In [None]:
!pip install fastai==0.7.0

In [2]:
import pandas as pd
import numpy as np
from sklearn.ensemble import RandomForestRegressor, RandomForestClassifier
from sklearn.ensemble import GradientBoostingClassifier
from sklearn import model_selection
from sklearn.preprocessing import LabelEncoder
from fastai.imports import *
from fastai.structured import *
    
import warnings
warnings.filterwarnings("ignore")

  from numpy.core.umath_tests import inner1d


### Preprocessing includes one-hot encoding for all the categoricals except for hotel ratings. That is label encoded.
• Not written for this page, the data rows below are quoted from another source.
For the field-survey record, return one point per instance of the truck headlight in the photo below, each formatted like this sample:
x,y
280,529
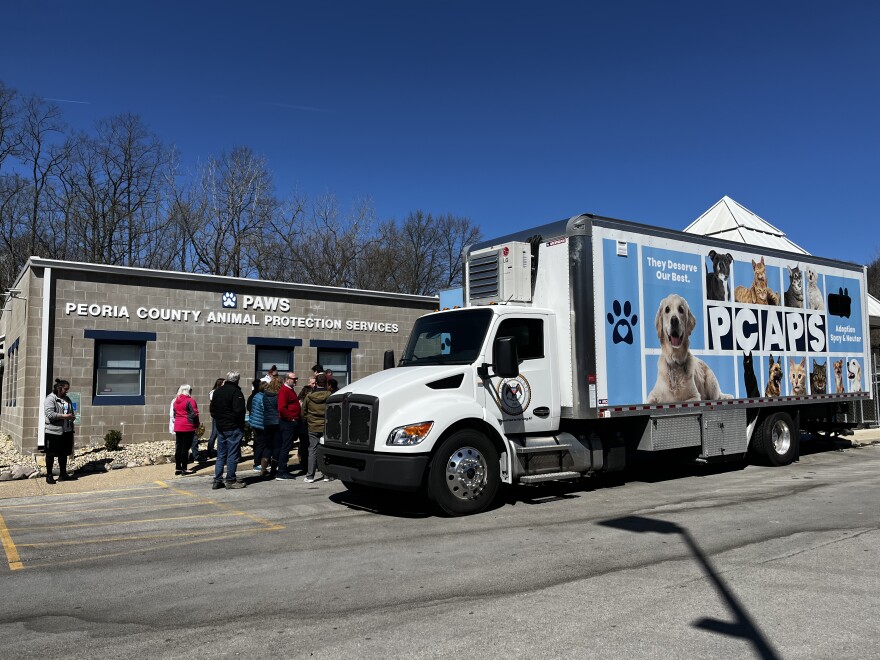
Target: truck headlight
x,y
411,434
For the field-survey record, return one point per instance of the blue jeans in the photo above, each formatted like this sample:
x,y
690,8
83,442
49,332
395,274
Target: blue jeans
x,y
314,441
289,433
195,449
213,437
228,444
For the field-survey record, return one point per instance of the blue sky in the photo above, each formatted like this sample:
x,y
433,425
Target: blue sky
x,y
513,114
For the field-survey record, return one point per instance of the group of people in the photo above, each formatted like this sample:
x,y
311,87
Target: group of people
x,y
277,415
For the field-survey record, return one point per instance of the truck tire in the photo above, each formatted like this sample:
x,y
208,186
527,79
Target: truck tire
x,y
464,474
776,440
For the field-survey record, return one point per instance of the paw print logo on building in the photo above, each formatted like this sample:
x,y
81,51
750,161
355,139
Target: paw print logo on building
x,y
623,321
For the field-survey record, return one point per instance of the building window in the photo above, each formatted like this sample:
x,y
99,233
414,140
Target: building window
x,y
11,369
270,351
336,356
120,367
267,357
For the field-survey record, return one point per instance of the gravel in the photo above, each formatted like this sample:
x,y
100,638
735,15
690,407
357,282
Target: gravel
x,y
90,459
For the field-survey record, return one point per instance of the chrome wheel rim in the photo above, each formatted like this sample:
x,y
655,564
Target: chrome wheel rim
x,y
781,437
466,472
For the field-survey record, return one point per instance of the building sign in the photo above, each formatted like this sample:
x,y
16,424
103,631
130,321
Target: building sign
x,y
257,311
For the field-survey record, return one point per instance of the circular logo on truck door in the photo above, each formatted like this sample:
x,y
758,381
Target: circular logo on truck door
x,y
515,395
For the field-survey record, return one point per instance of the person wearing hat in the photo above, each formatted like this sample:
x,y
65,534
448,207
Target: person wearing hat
x,y
254,407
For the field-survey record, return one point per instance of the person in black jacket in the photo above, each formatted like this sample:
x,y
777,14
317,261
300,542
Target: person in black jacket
x,y
228,409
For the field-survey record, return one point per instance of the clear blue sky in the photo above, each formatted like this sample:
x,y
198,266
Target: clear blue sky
x,y
513,114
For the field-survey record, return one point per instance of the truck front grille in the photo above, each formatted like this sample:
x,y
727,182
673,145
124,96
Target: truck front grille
x,y
350,421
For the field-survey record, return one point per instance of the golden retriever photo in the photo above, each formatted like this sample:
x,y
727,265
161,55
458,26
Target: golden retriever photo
x,y
680,375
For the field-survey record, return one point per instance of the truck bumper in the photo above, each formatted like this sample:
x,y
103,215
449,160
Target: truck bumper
x,y
380,470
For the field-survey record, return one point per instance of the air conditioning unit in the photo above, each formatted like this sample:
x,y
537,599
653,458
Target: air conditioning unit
x,y
502,273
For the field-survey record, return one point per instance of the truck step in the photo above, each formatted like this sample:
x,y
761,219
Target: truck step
x,y
542,448
552,476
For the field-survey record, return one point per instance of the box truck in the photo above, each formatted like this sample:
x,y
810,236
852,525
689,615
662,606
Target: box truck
x,y
589,341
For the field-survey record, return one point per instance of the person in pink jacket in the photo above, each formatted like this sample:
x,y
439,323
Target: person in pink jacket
x,y
186,422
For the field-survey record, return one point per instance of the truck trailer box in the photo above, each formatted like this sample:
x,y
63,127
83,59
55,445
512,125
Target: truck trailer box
x,y
754,325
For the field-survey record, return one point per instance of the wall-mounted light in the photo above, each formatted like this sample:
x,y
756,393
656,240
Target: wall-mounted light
x,y
11,294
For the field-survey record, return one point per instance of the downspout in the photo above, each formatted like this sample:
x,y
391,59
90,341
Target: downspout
x,y
44,353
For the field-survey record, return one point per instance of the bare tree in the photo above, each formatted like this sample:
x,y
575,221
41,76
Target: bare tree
x,y
454,234
236,203
424,252
43,151
115,186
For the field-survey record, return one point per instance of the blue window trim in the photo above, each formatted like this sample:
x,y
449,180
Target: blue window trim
x,y
274,342
336,346
120,337
332,343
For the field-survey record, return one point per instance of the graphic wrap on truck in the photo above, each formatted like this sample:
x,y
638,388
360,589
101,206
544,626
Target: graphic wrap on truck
x,y
683,322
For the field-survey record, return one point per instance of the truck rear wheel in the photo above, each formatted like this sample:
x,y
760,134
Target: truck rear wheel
x,y
464,474
776,440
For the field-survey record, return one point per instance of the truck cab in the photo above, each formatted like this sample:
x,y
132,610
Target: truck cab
x,y
469,380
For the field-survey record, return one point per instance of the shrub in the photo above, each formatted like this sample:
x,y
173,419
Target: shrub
x,y
112,439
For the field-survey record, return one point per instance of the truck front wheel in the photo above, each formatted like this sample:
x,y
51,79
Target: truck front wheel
x,y
464,474
776,442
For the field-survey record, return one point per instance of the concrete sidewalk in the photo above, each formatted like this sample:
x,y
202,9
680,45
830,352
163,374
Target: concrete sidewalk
x,y
115,479
126,477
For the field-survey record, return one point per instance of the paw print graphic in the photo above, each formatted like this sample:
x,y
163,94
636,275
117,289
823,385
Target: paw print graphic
x,y
622,321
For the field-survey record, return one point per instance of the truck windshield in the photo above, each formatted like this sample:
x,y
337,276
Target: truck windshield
x,y
447,338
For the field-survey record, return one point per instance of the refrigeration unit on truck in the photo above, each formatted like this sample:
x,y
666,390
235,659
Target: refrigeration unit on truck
x,y
590,340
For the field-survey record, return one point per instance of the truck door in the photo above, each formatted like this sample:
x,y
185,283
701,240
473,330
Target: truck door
x,y
528,403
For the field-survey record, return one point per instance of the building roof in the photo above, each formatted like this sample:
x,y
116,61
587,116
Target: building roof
x,y
314,289
730,220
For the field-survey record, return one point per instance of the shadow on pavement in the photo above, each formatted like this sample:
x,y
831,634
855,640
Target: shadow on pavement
x,y
384,502
742,625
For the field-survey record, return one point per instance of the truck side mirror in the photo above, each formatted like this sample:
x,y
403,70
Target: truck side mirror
x,y
506,358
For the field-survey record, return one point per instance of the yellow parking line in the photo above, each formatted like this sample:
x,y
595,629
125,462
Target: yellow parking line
x,y
125,522
9,546
142,537
152,507
257,519
203,539
45,505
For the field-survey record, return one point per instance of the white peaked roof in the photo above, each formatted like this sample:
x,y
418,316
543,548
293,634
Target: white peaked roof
x,y
732,221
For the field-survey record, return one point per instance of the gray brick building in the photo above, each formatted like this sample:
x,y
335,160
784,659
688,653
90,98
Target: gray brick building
x,y
127,338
This cmobinations allows for a good feature space.

In [3]:
def load_and_prepare_the_train_set():
    df_train = pd.read_csv("train.csv")
    df_train = pd.get_dummies(df_train, columns=['earthling_country','period_of_stay','earthling_type','swimming_pool','exercise_room','basketball_court',\
        'yoga_classes','club','free_wifi','hotel_name','earthling_continent','review_month','review_weekday'])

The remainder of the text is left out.